Casper resident Larry Griffith thought surely this was the year for Wyoming to finally join a multi-state lottery.
Griffith has been buying Nebraska lottery tickets for years, and said Wyoming is losing big money to adjacent states.
So Griffith was not happy when the state House on Monday voted 31-27 to kill yet another attempt to legalize a lottery in the state.
"I think it's pathetic," he said.
After a half-dozen previous attempts to legalize lottery by the state Legislature, this year's bid seemed to be gaining momentum. A legislative panel spent two years crafting what its members thought was a strong bill. Newspaper polls showed solid statewide support.
But just minutes into Monday evening's House debate, it became clear the bill was in trouble.
Representatives from the Evanston area, home of the state's only horse racing operation, said a lottery would kill Wyoming's horse racing heritage.
Other lawmakers took issue with a provision that earmarked the first $5 million in lottery profits to the Wyoming Game and Fish Department rather than the state general fund.
Still others said a lottery would hurt Wyoming's poorest residents with gambling addiction and loss of income.
"I fail to see why government should be encouraging and facilitating gambling in the state of Wyoming," said Rep. Allen Jaggi, R-Lyman.
Religion played a role in defeating the bill. Rep. Rodney "Pete" Anderson, R-Pine Bluffs, a Baptist, quoted Scripture during passionate testimony against the bill. A representative of the Mormon church in Wyoming voiced opposition to the bill in committee testimony last summer.
The strong state economy also played a role in toppling the bill. During harder times, lawmakers have highlighted the lottery as a new revenue stream and a way to diversify the economy. The argument enjoyed little traction this time around.
Officials from Wyoming Downs in Evanston and Wyoming Off-Track Betting in Cheyenne, Casper and Rock Springs may have swayed some lawmakers with estimates about the potential damage to their industry and the cost of running the lottery.
The horse racing industry officials probably convinced some undecided lawmakers to oppose the bill, according to Rep. David Edwards, R-Douglas, who was disappointed so many opposed the bill in spite of the statewide polls.
"It's just stupidity," said Edwards, a frequent sponsor of lottery legislation.
Four House members who supported lottery measures in the past voted against this year's version.
One of them, Rep. Tom Lockhart, R-Casper, said he didn't like the idea of growing government to accommodate a lottery. And he believed the administrative costs of several hundreds thousand dollars a year did not justify the investment by the state.

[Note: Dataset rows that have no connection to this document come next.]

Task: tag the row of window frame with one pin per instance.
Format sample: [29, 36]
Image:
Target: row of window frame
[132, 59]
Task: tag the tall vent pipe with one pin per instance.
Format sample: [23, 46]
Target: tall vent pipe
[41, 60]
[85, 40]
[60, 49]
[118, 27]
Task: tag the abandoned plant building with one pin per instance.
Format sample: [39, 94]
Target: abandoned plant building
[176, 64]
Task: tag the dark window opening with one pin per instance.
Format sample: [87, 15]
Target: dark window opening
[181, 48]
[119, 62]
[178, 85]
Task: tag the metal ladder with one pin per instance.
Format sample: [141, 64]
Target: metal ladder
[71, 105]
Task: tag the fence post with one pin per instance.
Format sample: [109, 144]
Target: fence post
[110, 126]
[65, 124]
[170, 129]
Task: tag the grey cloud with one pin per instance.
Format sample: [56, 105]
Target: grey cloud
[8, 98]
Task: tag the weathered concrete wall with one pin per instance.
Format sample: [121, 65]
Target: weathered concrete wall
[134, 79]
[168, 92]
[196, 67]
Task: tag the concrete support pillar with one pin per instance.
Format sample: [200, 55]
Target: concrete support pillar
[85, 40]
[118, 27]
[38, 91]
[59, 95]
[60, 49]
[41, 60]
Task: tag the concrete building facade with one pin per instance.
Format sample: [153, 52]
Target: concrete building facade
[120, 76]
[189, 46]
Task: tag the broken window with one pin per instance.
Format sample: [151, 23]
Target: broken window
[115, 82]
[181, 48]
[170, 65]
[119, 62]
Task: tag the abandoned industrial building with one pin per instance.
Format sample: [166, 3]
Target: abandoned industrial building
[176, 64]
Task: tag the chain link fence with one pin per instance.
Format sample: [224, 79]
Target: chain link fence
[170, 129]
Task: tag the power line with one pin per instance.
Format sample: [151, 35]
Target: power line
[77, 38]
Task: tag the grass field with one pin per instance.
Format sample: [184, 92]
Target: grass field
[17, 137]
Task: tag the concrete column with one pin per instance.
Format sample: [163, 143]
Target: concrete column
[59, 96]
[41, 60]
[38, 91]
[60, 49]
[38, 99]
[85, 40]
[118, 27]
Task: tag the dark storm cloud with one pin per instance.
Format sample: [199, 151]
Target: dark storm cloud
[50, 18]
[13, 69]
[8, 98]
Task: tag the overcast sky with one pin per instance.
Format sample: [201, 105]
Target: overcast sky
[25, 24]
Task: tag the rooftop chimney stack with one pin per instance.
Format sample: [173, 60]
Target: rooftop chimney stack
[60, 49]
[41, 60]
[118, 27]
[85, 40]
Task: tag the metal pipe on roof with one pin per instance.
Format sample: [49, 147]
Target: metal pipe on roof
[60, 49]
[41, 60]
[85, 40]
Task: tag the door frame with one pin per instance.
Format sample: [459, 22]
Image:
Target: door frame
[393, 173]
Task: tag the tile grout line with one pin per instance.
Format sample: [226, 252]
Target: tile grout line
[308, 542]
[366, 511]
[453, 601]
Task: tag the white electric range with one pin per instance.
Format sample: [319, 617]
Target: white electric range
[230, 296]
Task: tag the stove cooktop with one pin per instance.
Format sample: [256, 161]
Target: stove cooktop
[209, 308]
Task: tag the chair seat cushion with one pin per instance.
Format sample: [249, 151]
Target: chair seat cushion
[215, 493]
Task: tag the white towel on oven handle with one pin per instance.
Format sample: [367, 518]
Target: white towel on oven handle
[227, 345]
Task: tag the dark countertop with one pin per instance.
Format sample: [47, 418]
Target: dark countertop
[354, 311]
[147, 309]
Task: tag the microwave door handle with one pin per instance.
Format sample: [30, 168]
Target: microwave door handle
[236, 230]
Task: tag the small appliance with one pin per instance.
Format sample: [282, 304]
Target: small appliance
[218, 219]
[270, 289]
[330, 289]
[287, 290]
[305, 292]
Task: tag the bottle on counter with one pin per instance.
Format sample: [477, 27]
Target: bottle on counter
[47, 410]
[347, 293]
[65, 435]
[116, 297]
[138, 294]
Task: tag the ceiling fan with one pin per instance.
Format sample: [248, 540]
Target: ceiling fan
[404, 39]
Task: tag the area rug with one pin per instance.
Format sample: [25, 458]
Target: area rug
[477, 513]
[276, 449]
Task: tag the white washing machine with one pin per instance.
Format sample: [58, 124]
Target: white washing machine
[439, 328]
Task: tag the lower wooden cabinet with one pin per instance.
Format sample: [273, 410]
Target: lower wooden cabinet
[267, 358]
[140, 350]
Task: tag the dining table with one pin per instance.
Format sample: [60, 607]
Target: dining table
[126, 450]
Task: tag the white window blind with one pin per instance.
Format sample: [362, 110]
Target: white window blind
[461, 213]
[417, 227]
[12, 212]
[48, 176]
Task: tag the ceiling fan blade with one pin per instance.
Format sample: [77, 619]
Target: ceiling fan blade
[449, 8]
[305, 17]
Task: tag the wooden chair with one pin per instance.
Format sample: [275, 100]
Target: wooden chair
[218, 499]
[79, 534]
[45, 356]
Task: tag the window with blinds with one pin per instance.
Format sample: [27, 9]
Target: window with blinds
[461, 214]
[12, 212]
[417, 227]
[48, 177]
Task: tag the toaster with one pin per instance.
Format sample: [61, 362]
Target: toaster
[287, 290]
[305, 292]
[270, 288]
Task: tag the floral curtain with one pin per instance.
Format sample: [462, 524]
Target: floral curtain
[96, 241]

Rep. Frank Philp, R-Shoshoni, co-sponsor of a previous lottery bill, voted "nay" on Monday because he said the payoff for the state was just too small. The Legislative Service Office predicted it would cost around $1 million to create the lottery for about $1.4 million in annual profits.
"For all the investment in it, I didn't think that was a lot of money," Philp said.
Rep. Keith Gingery, R-Jackson, supported the bill in 2005, but changed his vote this year because he believes lottery profits should not go to the Game and Fish Department, which he said is too politically divisive and could hurt sales of lottery tickets.
"I think for a lot of people, it just wasn't the year to do it," Gingery said.
Rep. Patrick Goggles, D-Ethete, changed his vote based on a conversation with members of the Northern Arapaho Business Council, who believe a lottery would have competed with their casinos in Ethete and outside Riverton.
"I opposed it basically because the tribe has asked me to oppose it, and that is a huge part of my constituency," Goggles said.
Another force that helped kill the bill was this year's large class of freshman House members.
Freshman Rep. Lisa Shepperson, R-Casper, said the rate of return wasn't high enough to justify all the expense to the state.
"By the time everybody had their paws in it, there wasn't enough return to make the investment," said Shepperson, who has a background in finance.
Rep. Pat Childers, R-Cody, chairman of the legislative committee that spent two years crafting the bill, said his committee won't take up the bill again on his recommendation.
But Edwards said a lottery bill will surely be back again.
"We'll get new people in here," he said. "It's worth trying again and again and again until we come to our senses."